Search code examples
apache-sparkpysparkapache-spark-sqlrdd

Co-occurence matrix on multilabel data


I have a dataset of users, each user can belong to multiple classes :

user1, A
user1, B
user1, C
user2, A
user2, C
user3, B
user3, C

For example in this case, user1 belongs to class A, B and C. I would like to know how many unique users are in each pair of classes (each entry in the table corresponds to the number of shared unique users):

  | A | B | C
A | 2 | 1 | 1
B | 1 | 2 | 2
C | 1 | 2 | 2

I wonder how is it possible to do it with dataframes and RDD in PySpark?
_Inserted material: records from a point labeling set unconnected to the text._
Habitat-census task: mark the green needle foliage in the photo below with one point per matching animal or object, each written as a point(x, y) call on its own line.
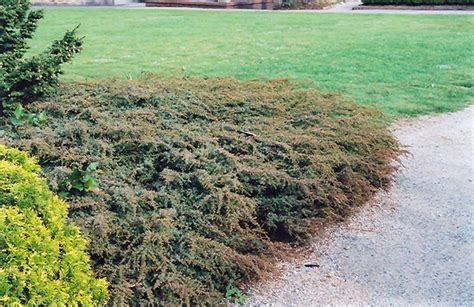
point(23, 80)
point(43, 259)
point(201, 180)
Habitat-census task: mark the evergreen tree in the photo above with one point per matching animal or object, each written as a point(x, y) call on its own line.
point(23, 80)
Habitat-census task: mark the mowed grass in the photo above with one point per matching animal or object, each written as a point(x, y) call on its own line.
point(405, 64)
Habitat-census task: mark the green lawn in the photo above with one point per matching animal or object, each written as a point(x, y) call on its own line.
point(407, 64)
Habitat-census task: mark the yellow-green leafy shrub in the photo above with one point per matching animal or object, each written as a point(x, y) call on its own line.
point(42, 258)
point(199, 181)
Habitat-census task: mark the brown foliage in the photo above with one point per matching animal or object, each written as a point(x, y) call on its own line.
point(199, 178)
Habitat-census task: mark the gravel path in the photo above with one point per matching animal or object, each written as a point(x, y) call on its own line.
point(413, 245)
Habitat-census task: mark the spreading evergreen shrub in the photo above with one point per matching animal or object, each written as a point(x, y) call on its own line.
point(199, 181)
point(23, 80)
point(43, 259)
point(418, 2)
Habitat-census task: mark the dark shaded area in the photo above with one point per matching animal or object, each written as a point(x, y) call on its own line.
point(200, 180)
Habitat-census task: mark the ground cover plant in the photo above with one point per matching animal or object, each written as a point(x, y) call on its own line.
point(43, 259)
point(186, 186)
point(406, 64)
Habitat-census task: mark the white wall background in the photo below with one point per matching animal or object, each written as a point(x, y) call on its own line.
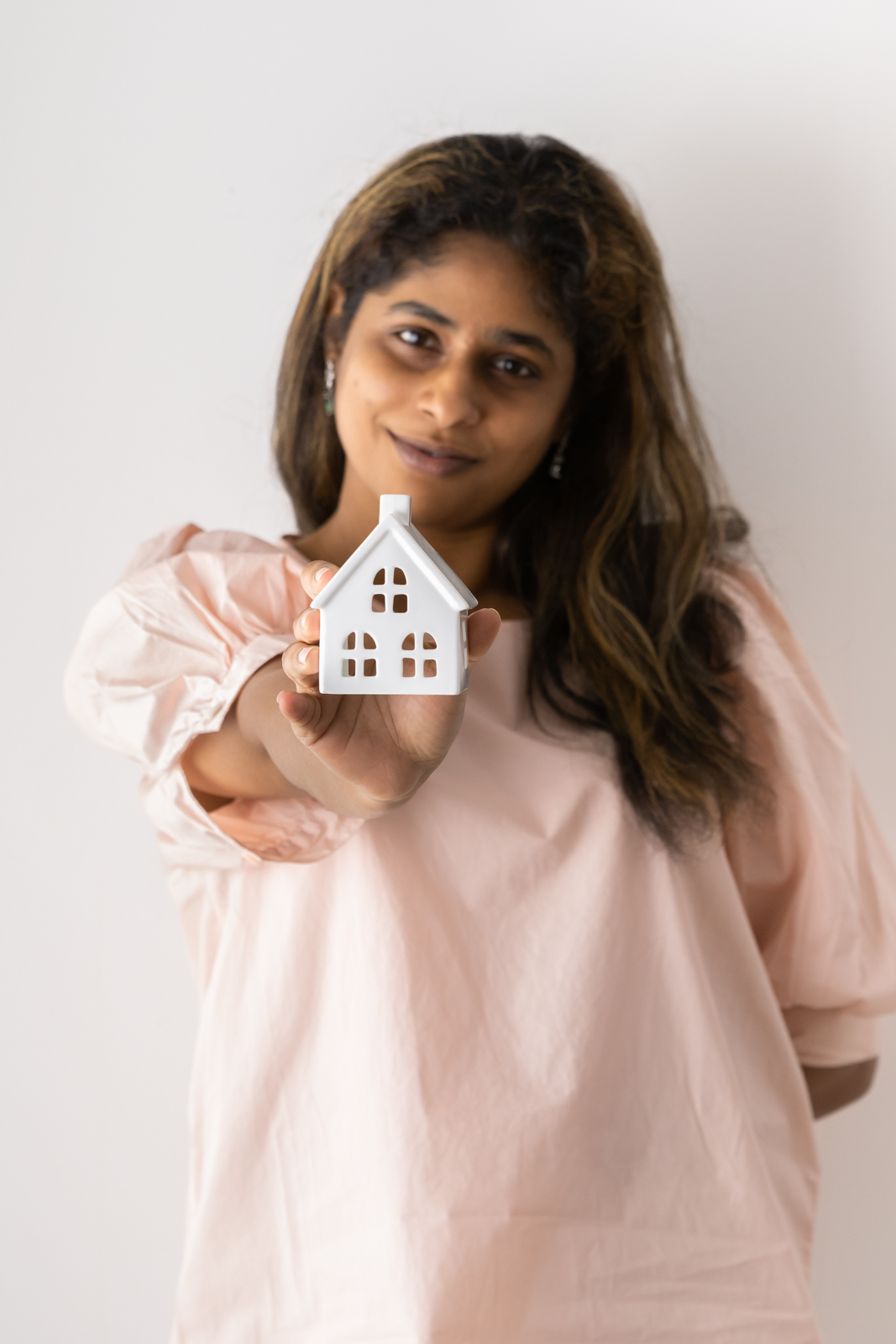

I think maybe I need to reshape the data/pivot but the solutions I come up with seem a bit complicated for the task...

Thank you!


Solution

  • Self-join by class and crosstab

    (df.withColumnRenamed("class", "class_a")
        .join(df.withColumnRenamed("class", "class_b"), ["user"])
        .crosstab("class_a", "class_b")
        .orderBy("class_a_class_b")
        .show())
    
    # +---------------+---+---+---+ 
    # |class_a_class_b|  A|  B|  C|
    # +---------------+---+---+---+ 
    # |              A|  2|  1|  2|
    # |              B|  1|  2|  2|
    # |              C|  2|  2|  3|
    # +---------------+---+---+---+
    

    Apply distinct before if you want only unique (user, class) pairs.